I have a knack for video games. I’ve played them since I was very young. I can pick one up and just be good at it right off the bat. Many of my fondest memories take place in various games played with friends or by myself and I can spend hours just reading about them. (Just recently, I started getting into fighting games technically; I plan to build my own joystick in a couple of weeks. I’m having a blast just doing the associated research.)
Usually, I’d rather play a good game than anything else. I find that the most fun I have is time spent mastering a game, learning its ins and outs, and eventually winning. I have great fun solving a good problem, or making a subtle, surprising connection—but it just doesn’t do it for me like a game does.
But I want to have as much fun doing something else. I admire mathematics and physics on a very deep level, and feel a profound sense of awe when I come into contact with new knowledge regarding these fields. The other day, I made a connection between pretty basic group theory and something we were learning about in quantum (nothing amazing; it’s something well known to… not undergraduates) and that was awesome. But still, I think I would have preferred to play 50 rounds of Skullgirls and test out a new combo.
TL;DR BAR
I want to have as much fun doing the things that I, on a deep level, want to do—as opposed to the things which I actually have more fun doing. I’m (obviously) not Feynman, but I want to play with ideas and structures and numbers like I do with video games. I want the same creativity to apply. The same fervor. The same want. It’s not that it isn’t there; I am not just arbitrarily applying this want to mathematics. I can feel it’s there—it’s just overshadowed by what’s already there for video games.
How does one go about switching something they find immensely fun, something they’re even passionate about, with something else? I don’t want to be as passionate about video games as I am. I’d rather feel this way about something… else. I’d rather be able to happily spend hours reading up on [something] instead of what type of button I’m going to use in my fantasy joystick, or the most effective way to cross-up your opponent.
What would you folks do? I consider this somewhat of a mind-hacking question.
How can one change what they consider “fun”?
Most of this post is background and context, so I’ve included a tl;dr horizontal rule near the bottom where you can skip everything else if you so choose. :)
Here’s a short anecdote of Feynman’s:
There are things that I have fun doing, and there are things that I feel I have substantially more fun doing. The things in the latter group are things I generally consider a waste of time. I will focus on one specifically, because it’s by far the biggest offender, and what spurred this question. Video games.
I have a knack for video games. I’ve played them since I was very young. I can pick one up and just be good at it right off the bat. Many of my fondest memories take place in various games played with friends or by myself and I can spend hours just reading about them. (Just recently, I started getting into fighting games technically; I plan to build my own joystick in a couple of weeks. I’m having a blast just doing the associated research.)
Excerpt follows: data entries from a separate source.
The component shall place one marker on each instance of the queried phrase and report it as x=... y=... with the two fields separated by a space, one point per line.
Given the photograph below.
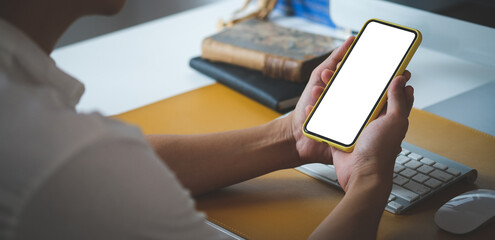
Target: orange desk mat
x=288 y=204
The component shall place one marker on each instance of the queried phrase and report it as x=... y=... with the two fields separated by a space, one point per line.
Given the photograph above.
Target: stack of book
x=266 y=62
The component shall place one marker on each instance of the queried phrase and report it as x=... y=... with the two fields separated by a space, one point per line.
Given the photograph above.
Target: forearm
x=358 y=214
x=210 y=161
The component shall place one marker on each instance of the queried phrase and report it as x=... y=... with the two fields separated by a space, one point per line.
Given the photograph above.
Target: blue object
x=313 y=10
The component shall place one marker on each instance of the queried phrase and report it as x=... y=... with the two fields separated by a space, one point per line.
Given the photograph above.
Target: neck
x=43 y=22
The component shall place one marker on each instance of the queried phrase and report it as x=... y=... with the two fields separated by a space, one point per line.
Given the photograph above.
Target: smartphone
x=357 y=91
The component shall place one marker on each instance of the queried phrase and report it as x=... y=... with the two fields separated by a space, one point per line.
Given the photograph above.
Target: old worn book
x=276 y=94
x=276 y=51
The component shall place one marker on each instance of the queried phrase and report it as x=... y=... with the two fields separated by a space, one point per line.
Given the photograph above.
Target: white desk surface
x=149 y=62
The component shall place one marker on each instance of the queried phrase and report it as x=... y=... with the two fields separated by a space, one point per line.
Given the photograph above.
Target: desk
x=146 y=63
x=134 y=67
x=288 y=204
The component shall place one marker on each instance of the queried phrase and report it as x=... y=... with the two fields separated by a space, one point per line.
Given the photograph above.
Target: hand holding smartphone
x=357 y=91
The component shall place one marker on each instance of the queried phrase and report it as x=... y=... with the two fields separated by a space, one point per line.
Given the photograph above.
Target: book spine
x=270 y=65
x=221 y=52
x=230 y=81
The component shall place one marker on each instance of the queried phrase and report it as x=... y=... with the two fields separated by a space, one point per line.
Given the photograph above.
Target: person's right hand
x=379 y=143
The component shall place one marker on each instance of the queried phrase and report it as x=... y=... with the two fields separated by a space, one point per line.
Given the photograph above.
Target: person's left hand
x=308 y=149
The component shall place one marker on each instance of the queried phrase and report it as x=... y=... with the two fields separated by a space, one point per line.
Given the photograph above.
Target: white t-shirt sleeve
x=113 y=190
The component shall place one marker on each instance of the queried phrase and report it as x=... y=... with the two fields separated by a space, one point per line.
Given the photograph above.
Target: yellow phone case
x=383 y=99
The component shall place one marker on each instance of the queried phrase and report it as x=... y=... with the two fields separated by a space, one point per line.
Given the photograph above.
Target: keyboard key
x=395 y=206
x=428 y=161
x=433 y=183
x=425 y=169
x=404 y=193
x=398 y=168
x=405 y=152
x=453 y=171
x=440 y=166
x=408 y=173
x=417 y=187
x=414 y=156
x=401 y=159
x=413 y=164
x=400 y=180
x=420 y=178
x=441 y=175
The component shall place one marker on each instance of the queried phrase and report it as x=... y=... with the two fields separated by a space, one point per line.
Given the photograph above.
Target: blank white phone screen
x=360 y=82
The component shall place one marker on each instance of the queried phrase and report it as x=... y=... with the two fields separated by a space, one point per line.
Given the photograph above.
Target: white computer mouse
x=467 y=211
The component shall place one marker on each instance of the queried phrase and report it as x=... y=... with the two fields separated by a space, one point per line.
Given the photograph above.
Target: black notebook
x=277 y=94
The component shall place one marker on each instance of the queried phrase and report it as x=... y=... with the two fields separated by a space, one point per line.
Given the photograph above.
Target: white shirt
x=65 y=175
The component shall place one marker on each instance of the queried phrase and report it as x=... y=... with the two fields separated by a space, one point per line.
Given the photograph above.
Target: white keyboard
x=417 y=175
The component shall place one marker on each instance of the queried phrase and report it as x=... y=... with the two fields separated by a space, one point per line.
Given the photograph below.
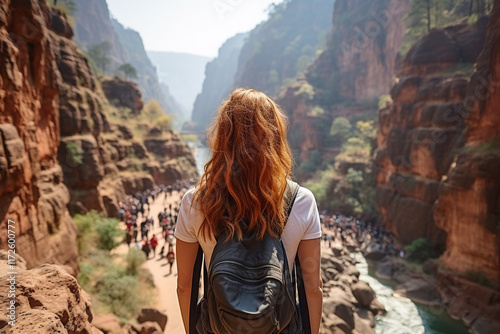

Usually, I’d rather play a good game than anything else. I find that the most fun I have is time spent mastering a game, learning its ins and outs, and eventually winning. I have great fun solving a good problem, or making a subtle, surprising connection—but it just doesn’t do it for me like a game does.
But I want to have as much fun doing something else. I admire mathematics and physics on a very deep level, and feel a profound sense of awe when I come into contact with new knowledge regarding these fields. The other day, I made a connection between pretty basic group theory and something we were learning about in quantum (nothing amazing; it’s something well known to… not undergraduates) and that was awesome. But still, I think I would have preferred to play 50 rounds of Skullgirls and test out a new combo.
TL;DR BAR
I want to have as much fun doing the things that I, on a deep level, want to do—as opposed to the things which I actually have more fun doing. I’m (obviously) not Feynman, but I want to play with ideas and structures and numbers like I do with video games. I want the same creativity to apply. The same fervor. The same want. It’s not that it isn’t there; I am not just arbitrarily applying this want to mathematics. I can feel it’s there—it’s just overshadowed by what’s already there for video games.
How does one go about switching something they find immensely fun, something they’re even passionate about, with something else? I don’t want to be as passionate about video games as I am. I’d rather feel this way about something… else. I’d rather be able to happily spend hours reading up on [something] instead of what type of button I’m going to use in my fantasy joystick, or the most effective way to cross-up your opponent.
What would you folks do? I consider this somewhat of a mind-hacking question.